Garden festival in Wales

The Ebbw Vale Garden Festival of Wales (National Garden Festival 1992) attracted over two million visitors to Ebbw Vale in South Wales.

==Background==

The national garden festivals were a high-profile 1980s initiative by the then Conservative government in response to criticism of their alleged neglect of areas hit by the decline of heavy industry. Environment Minister Michael Heseltine proposed that derelict land should be reclaimed for a Garden Festival as a symbol of the rebirth of such areas. The festivals were held every two years. The first such festival was held in Liverpool in 1984. Subsequent festivals were held in Stoke-on-Trent (1986), Glasgow (1988), Gateshead (1990) and Ebbw Vale Garden Festival (1992) which eventually won the competition. The festivals were highly successful in attracting millions of visitors from all over the country to industrial areas long ignored by British tourists. However they did not always lead to the hoped-for long-term injection of private investment in the affected areas.

== Legacy ==
The Festival Park site is identifiable today but little of the festival infrastructure remains. The lakes at the lower part of the site are the most obvious relic.

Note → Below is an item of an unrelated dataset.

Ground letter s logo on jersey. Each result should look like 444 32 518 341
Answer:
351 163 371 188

The upper end of the funicular is now a retail park.

Of the five National Garden Festivals, none of them saw the hoped-for boom in development immediately after closure. Those closest to a busy urban area, particularly Gateshead, did see some housing development but in all cases this was driven by pre-existing local economic strength, rather than any long-term planning around the festival, or any knock-on benefits. In many cases, it was nearly 20 years before anything like the full site was under development.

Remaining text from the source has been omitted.